With an ageing population, how do you bridge the gap between those who use technology and the people who need care most? We see evidence that families are helping other family members. There’s often a “health manager” within the family who may not only be responsible for managing their husband/wife and children’s health but that of their parents too.   While technology may be right for some, it’s not the answer for everyone and there needs to be alternatives to ensure people are able to access the help they need in the way they want to.

Does voice recognition work? If it’s implemented correctly then it can have major benefits. It’s a technology which is improving all the time but there is still margin for error. Its success depends on multiple factors – user’s voice, the way they speak, the local environment and background noise. It relies heavily on the accuracy of the person dictating and making sure they’re carefully check their work afterwards and doctors are not well known for doing this.
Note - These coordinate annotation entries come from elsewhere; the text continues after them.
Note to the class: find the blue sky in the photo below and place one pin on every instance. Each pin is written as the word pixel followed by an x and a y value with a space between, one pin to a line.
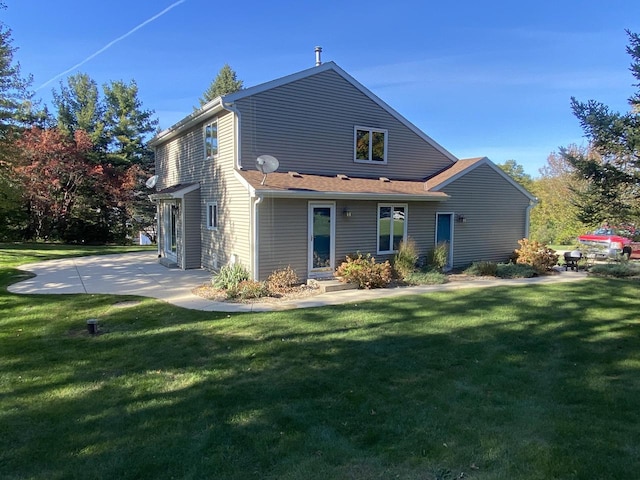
pixel 481 78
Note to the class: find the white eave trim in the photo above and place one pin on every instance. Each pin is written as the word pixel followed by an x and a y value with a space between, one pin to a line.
pixel 348 196
pixel 178 194
pixel 207 111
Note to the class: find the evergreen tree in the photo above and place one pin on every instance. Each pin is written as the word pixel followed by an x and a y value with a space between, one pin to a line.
pixel 516 171
pixel 79 107
pixel 226 82
pixel 127 123
pixel 612 169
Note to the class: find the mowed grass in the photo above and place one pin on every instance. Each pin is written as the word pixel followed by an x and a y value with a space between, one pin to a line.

Tiny differences in the sound of certain words, such as hypo and hyper, can have a significant impact if not picked up correctly. However, while it doesn’t suit everyone, there are examples where it’s working well.

What are the issues with using email to support consultations? There are real issues with security using emails. Secure messaging systems are far safer but you can’t attach images as yet – that’s something that may be being addressed. See an example of secure messaging service at the Haughton Thornley Medical Centres

Is there a plan for systems to talk to each other better? There needs to be much more integration between suppliers. This is an ongoing challenge and something we work hard to overcome (see https://www.lexacom.co.uk/our-products/lexacom-3/clinical-integration/)  There was discussion about working with all partners to help improve integration for example building links with pharmacies. Dr Shaun O’Hanlon highlighted that pharmacists are great untapped resource in healthcare – CCG’s need to include them in service redesign and managed care.

See the follow up discussion on twitter between @amirhannan and @drshaun

We would like to say a special thank you to our panel members and to the Chair, Steve Brown. Also thank you to the delegates who battled through the tube strikes to attend the event!